Deutschlands Schiffbau und Meerestechnik blieben im Jahr 2000 auf Kurs
(Hamburg) - Die Schiffbauindustrie ist - wie gerade in diesen Tagen wieder deutlich wurde - in hohem Maß von politischen Entscheidungen abhängig. Trotz weiterhin schwieriger Wettbewerbsverhältnisse gelang es den deutschen Werften im Jahr 2000, ihre Marktstellung zu behaupten. Sie erzielten Umsätze von 8 Mrd. DM, 57 % davon im Export. Die Umsätze enthalten nicht nur die Neubauten von Handels- und Marineschiffen, Binnenschiffen und Booten, sondern auch andere Werftaktivitäten, insbesondere Reparaturen und Umbauten, die mehr als 1 Mrd. DM zu den Gesamtumsätzen der Werften beitragen. Die Zahl der Beschäftigten der Werften konnte mit rd. 25.600 auf Vorjahresniveau gehalten werden.
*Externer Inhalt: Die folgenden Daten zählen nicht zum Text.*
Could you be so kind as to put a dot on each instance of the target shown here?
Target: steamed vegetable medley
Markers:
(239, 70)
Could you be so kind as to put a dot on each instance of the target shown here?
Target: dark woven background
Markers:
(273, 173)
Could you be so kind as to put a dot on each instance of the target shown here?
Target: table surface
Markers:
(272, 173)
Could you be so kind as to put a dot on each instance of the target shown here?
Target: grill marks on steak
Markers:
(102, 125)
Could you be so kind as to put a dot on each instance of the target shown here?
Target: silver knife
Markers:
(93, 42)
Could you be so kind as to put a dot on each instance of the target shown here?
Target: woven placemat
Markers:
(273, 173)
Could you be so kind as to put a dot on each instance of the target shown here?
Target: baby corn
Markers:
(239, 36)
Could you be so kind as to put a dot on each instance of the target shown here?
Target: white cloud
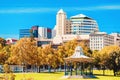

Im Handelsschiffsneubau wurden 63 Schiffe mit 1 Mio. GT / 1 Mio. CGT im Wert von rd. 4,6 Mrd. DM abgeliefert. Damit wurde das Vorjahresergebnis deutlich übertroffen. Diese Zahlen spiegeln jedoch noch nicht das tatsächliche Produktions- und Beschäftigungsniveau wider. Mehrere größere Neubauten, die zu Beginn des Jahres 2001 abgeliefert wurden, waren bereits im Vorjahr weitgehend abgearbeitet worden. Unter Berücksichtigung dieses Effektes, der in diesem Jahr besonders stark war, kann für das Jahr 2000 ein Neubauvolumen von über 6 Mrd. DM als "produziert" angesehen werden. Wichtigste Marktsegmente waren erneut die Containerschiffe sowie die Fähr- und Passagierschiffe.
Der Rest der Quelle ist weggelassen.